Blackmon goes into detail on pipeline challenges from the East Coast, to the Dakotas, to the bayous of Louisiana. Tactics have escalated against specific projects in some areas, while are seemingly counterintuitive in others. In Minnesota, for example, protesters of Enbridge’s Line 3 blocked a bridge for several hours. However, there is no Line 3-related construction going on anywhere in the state. In Louisiana, landowners filed a suit to halt the construction of Bayou Bridge, questioning the developer’s ability to build on private land under the state’s expropriation law. These are just a couple instances of the mounting hurdles much-needed pipelines are facing. Blackmon emphasizes the need for the continued expansion of modern energy infrastructure, stating:

All of this is so counterproductive and frankly, ill-advised. These pipelines are without question the safest, most efficient and most environmentally-friendly way to move oil and natural gas to the markets they serve, and the demand for the products they transport is strong and growing stronger.
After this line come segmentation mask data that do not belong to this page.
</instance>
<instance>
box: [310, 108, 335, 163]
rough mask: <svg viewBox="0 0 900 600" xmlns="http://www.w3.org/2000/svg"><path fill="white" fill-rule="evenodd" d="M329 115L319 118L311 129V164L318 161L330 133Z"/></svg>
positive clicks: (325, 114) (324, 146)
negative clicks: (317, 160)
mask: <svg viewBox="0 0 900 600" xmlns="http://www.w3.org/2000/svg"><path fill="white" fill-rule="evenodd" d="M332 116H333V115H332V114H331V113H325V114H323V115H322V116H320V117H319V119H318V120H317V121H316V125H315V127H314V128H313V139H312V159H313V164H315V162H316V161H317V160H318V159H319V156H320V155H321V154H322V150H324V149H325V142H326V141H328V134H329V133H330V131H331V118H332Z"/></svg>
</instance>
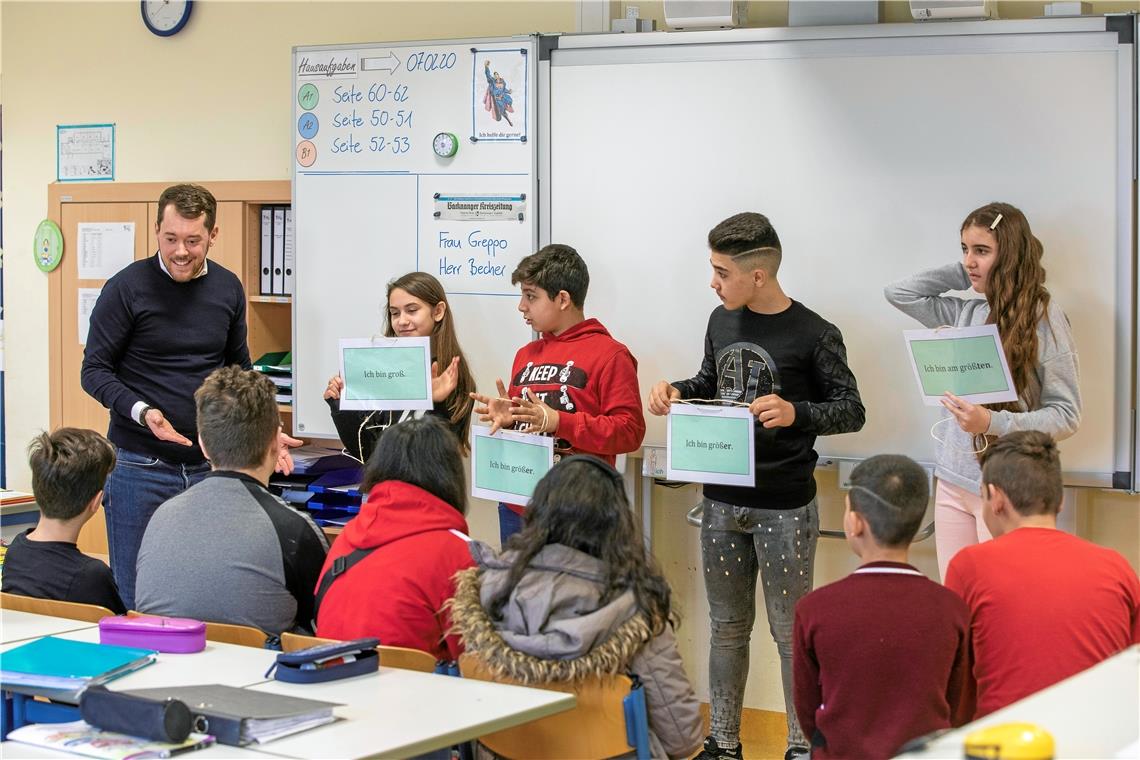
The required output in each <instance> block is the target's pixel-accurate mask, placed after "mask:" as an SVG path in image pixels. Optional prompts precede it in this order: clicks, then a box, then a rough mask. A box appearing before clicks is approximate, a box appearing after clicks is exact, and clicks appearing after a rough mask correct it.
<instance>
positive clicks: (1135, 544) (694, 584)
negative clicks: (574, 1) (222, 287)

While all of these pipelines will ultimately end up being completed, time is money in the midstream business, and these delays and work stoppages only serve to raise the cost of energy for everyone, while doing little if anything to protect the environment.

Simply put, the reality is the US needs an extensive, and reliable, network of pipelines in order to safely and efficiently deliver energy products to consumer markets around the country. Many environmental activists have continued to ignore the facts, including the impressive safety ratings of pipelines and considering the riskier alternative transport options. Having been unsuccessful in their efforts to “keep it in the ground,” activists have directed their efforts toward preventing the means of safely transporting it to market.

GAIN echoes Blackmon’s assertion that the US needs strong energy infrastructure. It is time for US officials to promote investment in our critical infrastructure and ensure safe and timely completion of our pipelines.